Yes, there are outside factors of our control, many of them. Maybe we don’t control our working hours or when they take place. But how do we spend our breaks? Instead of scrolling through twitter and getting emotionally involved in the latest celebrity drama (yes, even if that emotion is “amusement”), we can take time for deep breathing. A quick walk. Eating lunch, mindfully.
The reason we feel that we don’t have time is because we’re throwing most of it away. A coworker says something mean-spirited, and we obsess over it for the entirety of our shift. By the time we get home we’re annoyed, drained, and we numb our senses with binge-watching a show we’re only half-interested in, still cursing our coworker. This is the time-equivalent of having someone steal your pocket money and, in retaliation, throwing your entire wallet after them.
Instead, we could use our break to journal on what the coworker said, work through our surface emotions. Maybe we’re still agitated, still wish them ill, but by the time we’re at home, we’re less focused on them. We take a calming shower, read, call a friend—we spend our time on us instead of them.
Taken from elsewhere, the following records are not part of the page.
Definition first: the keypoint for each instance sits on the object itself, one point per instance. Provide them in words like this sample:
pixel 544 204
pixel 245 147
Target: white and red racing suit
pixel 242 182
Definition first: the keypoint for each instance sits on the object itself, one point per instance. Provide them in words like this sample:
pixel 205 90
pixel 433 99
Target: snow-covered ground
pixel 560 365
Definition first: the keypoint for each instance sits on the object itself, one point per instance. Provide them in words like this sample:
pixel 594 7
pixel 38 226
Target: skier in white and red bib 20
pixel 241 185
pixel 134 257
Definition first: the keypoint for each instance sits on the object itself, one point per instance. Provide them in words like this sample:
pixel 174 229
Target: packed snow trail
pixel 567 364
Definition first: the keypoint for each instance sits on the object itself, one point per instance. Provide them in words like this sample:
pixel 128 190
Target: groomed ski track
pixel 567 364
David Bach suggests that if we were to “pay themselves first”, meaning take a certain amount out of our paycheck to invest in our future, many of us could become millionaires. I propose we apply the same principle to the time we invest.
If we’re mindful of investing in us, we ensure that our life is shaped according to our wants, not other people’s demands. So how should we invest in us? By doing more of the things that make us happy now.
Instead of wasting our days on people and activities we don’t care about, we can decide to spend them studying the things we’re interested in, spending it with people who nourish us and getting to know ourselves better.
By taking responsibility of our lives, we can choose happiness despite our circumstances. By practicing happiness in the present, we ensure that it flourishes in the future.